We conclude our work by discussing some directions for future research. The flexibility of the Wasserstein distance is promising when considering non-regular Bayesian statistical models, even in a finite-dimensional setting. One may consider the problem of dealing with dominated statistical models that have moving supports, i.e. supports that depend on \(\theta \). The prototypical example is the family of Pareto distributions, which is characterized by a density function

$$\begin{aligned} f(x\,|\,\alpha , x_0) = \frac{\alpha x_0^{\alpha }}{x^{1+\alpha }} \mathbbm {1}\{x \ge x_0\}, \end{aligned}$$

where \(\theta = (\alpha , x_0) \in (0,+\infty )^2\). Under this model, by rewriting the posterior distribution to obtain the representation (7), we observe that the empirical distribution can be replaced by the minimum of the observations, which is the maximum likelihood estimator. In doing this, we expect to parallel the proof of Theorem 2, with the minimum playing the role of the sufficient statistic, instead of the empirical measure. In particular, we expect that the term \(\varepsilon _{n,p}(\mathbb {X}, \mu _0)\) should be replaced by other rates typically involved in limit theorems of order statistics. The theoretical framework for such an extension of our results is developed in the work of Dolera and Mainini [38], where it is shown how the continuity equation yields a specific boundary-value problem of Neumann type.

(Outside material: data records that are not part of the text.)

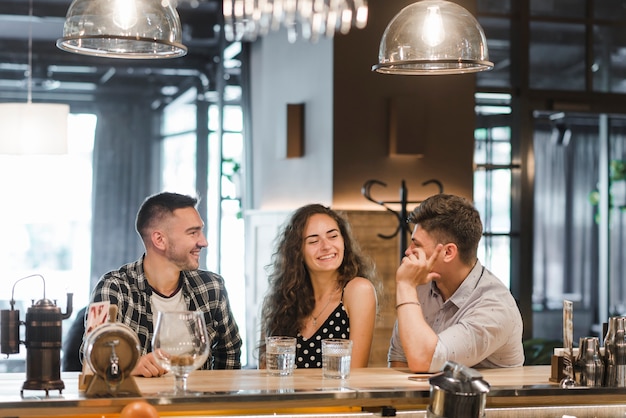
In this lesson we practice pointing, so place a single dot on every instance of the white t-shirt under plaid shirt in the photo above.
(202, 290)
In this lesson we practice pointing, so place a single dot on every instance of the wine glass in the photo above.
(180, 344)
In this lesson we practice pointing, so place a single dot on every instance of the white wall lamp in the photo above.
(33, 128)
(433, 37)
(135, 29)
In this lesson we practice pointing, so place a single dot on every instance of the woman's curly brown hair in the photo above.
(290, 298)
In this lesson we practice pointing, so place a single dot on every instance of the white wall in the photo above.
(284, 73)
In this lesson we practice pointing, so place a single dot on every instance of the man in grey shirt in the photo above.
(449, 307)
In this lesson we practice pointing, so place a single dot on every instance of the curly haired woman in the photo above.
(320, 286)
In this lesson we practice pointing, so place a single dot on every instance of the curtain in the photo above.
(566, 234)
(125, 171)
(617, 222)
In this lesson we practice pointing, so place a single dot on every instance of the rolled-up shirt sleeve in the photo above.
(396, 352)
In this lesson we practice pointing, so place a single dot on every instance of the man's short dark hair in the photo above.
(157, 206)
(450, 218)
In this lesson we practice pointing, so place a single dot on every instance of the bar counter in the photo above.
(366, 393)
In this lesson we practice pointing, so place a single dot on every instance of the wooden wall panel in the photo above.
(366, 225)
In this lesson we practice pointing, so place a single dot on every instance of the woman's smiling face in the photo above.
(323, 244)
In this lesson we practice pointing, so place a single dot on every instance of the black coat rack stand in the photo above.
(401, 214)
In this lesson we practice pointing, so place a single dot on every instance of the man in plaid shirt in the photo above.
(166, 278)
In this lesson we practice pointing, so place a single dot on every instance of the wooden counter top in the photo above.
(246, 392)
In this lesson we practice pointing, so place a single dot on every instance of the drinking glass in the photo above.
(336, 358)
(180, 344)
(280, 355)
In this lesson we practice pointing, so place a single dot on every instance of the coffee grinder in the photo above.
(42, 339)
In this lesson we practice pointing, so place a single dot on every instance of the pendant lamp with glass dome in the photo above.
(433, 37)
(135, 29)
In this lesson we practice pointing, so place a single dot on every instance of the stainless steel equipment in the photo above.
(42, 340)
(589, 367)
(457, 392)
(615, 352)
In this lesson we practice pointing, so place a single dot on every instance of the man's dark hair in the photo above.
(157, 206)
(450, 218)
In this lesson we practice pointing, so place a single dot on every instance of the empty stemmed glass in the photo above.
(180, 345)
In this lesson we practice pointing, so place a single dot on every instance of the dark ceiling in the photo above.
(80, 80)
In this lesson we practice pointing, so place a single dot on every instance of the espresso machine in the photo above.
(42, 339)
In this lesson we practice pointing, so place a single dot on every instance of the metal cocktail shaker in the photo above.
(589, 367)
(615, 352)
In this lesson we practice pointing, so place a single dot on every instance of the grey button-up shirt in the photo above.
(479, 326)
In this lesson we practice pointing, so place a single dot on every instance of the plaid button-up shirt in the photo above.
(202, 290)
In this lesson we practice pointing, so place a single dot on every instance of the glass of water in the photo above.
(336, 355)
(280, 355)
(180, 345)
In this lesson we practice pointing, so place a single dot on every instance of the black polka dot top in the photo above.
(309, 350)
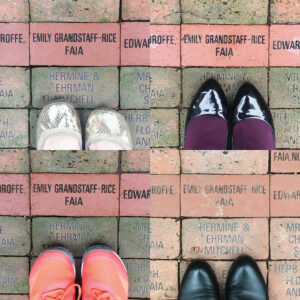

As for the infinite-dimensional setting covered by Theorems 1 and 2, an interesting development of our approach to PCRs is represented by the possibility of finding, for general statistical models, explicit sufficient statistics belonging to Banach spaces of functions. To be more precise, we hint at a constructive version of the well-known Fisher-Neyman factorization lemma. This result would pave the way for a suitable rewriting of the statistical model, that allows for the use of our approach. By way of example, one may consider the identity \(\log f(x | \theta ) = \int _{\mathbb {X}} \log f(y | \theta ) \delta _x(\text {d}y)\), and exploit an integration-by-part formula to obtain an identity like (19), with respect to a suitable measure \(\lambda \) on \((\mathbb {X}, {\mathscr {X}})\). Such a procedure is at the basis for the development of our approach to PCRs in the context of popular nonparametric models, not considered in this paper, such as the Dirichlet process mixture model ([50, Chapter 5]), the random histograms ([50, Example 5.11]) and Pólya trees ([50, Section 3.7]).

Another promising line of research consists in extending Theorem 2 to metric measure spaces. The theoretical ground for this development may be found in the seminal works of Gigli [51], Gigli and Ohta [52], Ambrosio et al. [6], Otto and Villani [67] and von Renesse and Sturm [83]. In such a context, it is of interest the treatment of the relative entropy-functional in the Wasserstein space. It is well-known that the Hessian of the relative entropy-functional, i.e. the Kullback–Leibler divergence, generalizes by using techniques from infinite-dimensional Riemannian geometry [67]. From the statistical side, the possibility of choosing a parameter space that coincides with a space of measures allows to re-consider, from a different point of view, popular Bayesian statistical models such as Dirichlet process mixture models, which are defined as

$$\begin{aligned} f(x\,|\,\mathfrak {p}) = \int \tau (x\,|\,y) \mathfrak {p}(\text {d}y) \end{aligned}$$

where \(\tau \) is a kernel parameterized by y, and \(\mathfrak {p}\) is a random probability measure with a Dirichlet process prior [41]. The goal should be that of considering PCRs relative to Wasserstein neighborhoods of a given true distribution, say \(\mathfrak {p}_0\). This approach is again different from the nonparametric framework considered in Berthet and Niels-Weed [16], and seems still unexplored.